Hi. I am trying to understand how to use gradient boosting. Here is a small dataset and an admittedly poor-fitting logistic regression model, with auc on testing data equal zero. Then an untuned gradient boosting model produces an auc of .417. Now .417 on its own is pretty poor, but compared to zero, I think the improvement is huge. Does such a large improvement make sense? Is gradient boosting that good? Please let me know if my code is incorrect. Thank you.
library(ROCR)
library(mlr)
library(xgboost)
data("UCBAdmissions")
df <- data.frame(UCBAdmissions)
df$Admit <- as.factor(ifelse(df$Admit == "Admitted", 0, 1))
set.seed(1234)
samp.size = floor(0.80*nrow(df))
train_ind = sample(seq_len(nrow(df)), size = samp.size)
train = df[train_ind,]
test = df[-train_ind,]
1 poor fitting logistic regression
model <- glm(Admit ~ Gender + Dept + Freq, data = train, family = "binomial")
pred <- predict(model, test)
ROCRpred <- prediction(pred, test$Admit)
ROCRperf <- ROCR::performance(ROCRpred, "tpr", "fpr")
auc <- ROCR::performance(ROCRpred, measure="auc")
auc <- auc@y.values[[1]]
paste0("Logistic auc: ", round(auc,3))
df <- createDummyFeatures(df, target = "Admit",
cols = c("Gender","Dept"))
set.seed(1234)
samp.size = floor(0.80*nrow(df))
train_ind = sample(seq_len(nrow(df)), size = samp.size)
train = df[train_ind,]
test = df[-train_ind,]
trainTask <- makeClassifTask(data = train, target = "Admit", positive = 1)

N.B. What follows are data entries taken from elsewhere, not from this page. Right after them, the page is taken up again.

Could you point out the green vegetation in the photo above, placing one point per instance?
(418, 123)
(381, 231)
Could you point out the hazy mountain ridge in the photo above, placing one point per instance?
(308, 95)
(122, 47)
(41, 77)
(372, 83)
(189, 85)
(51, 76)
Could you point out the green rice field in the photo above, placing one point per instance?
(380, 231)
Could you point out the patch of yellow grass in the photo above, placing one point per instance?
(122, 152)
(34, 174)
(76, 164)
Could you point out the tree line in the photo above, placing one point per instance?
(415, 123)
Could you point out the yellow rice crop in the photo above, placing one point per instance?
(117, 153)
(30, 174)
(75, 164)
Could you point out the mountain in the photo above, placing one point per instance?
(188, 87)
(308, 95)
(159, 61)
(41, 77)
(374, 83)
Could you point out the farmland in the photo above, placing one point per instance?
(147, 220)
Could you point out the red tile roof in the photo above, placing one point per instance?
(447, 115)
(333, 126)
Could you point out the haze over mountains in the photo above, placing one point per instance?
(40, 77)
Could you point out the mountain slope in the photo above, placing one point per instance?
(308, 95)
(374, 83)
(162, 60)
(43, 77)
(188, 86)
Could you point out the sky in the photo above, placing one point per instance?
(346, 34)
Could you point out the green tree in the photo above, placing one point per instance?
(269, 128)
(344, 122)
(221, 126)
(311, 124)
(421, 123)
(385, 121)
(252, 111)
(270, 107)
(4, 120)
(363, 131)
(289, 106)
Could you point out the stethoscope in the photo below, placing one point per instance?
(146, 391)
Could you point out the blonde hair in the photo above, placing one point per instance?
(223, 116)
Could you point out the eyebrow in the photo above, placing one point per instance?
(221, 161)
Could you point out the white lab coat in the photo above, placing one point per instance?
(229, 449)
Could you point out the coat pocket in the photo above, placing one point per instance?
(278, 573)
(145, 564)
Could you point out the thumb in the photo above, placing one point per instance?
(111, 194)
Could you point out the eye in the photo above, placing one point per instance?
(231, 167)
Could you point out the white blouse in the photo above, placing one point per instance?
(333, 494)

testTask <- makeClassifTask(data = test, target = "Admit", positive = 1)
set.seed(1)
xgb_learner <- makeLearner(
"classif.xgboost",
predict.type = "prob",
par.vals = list(
objective = "binary:logistic",
eval_metric = "auc",
nrounds = 200
)
)
2 gradient boosting model
xgb_model <- train(xgb_learner, task = trainTask)
result <- predict(xgb_model, testTask)
head(result$data) # contains predictions
ROCRpred <- prediction(result$data[,3], result$data[,2])
ROCRperf <- ROCR::performance(ROCRpred, "tpr", "fpr")
auc <- ROCR::performance(ROCRpred, measure="auc")
auc <- auc@y.values[[1]]
paste0("XGB auc: ", round(auc,3))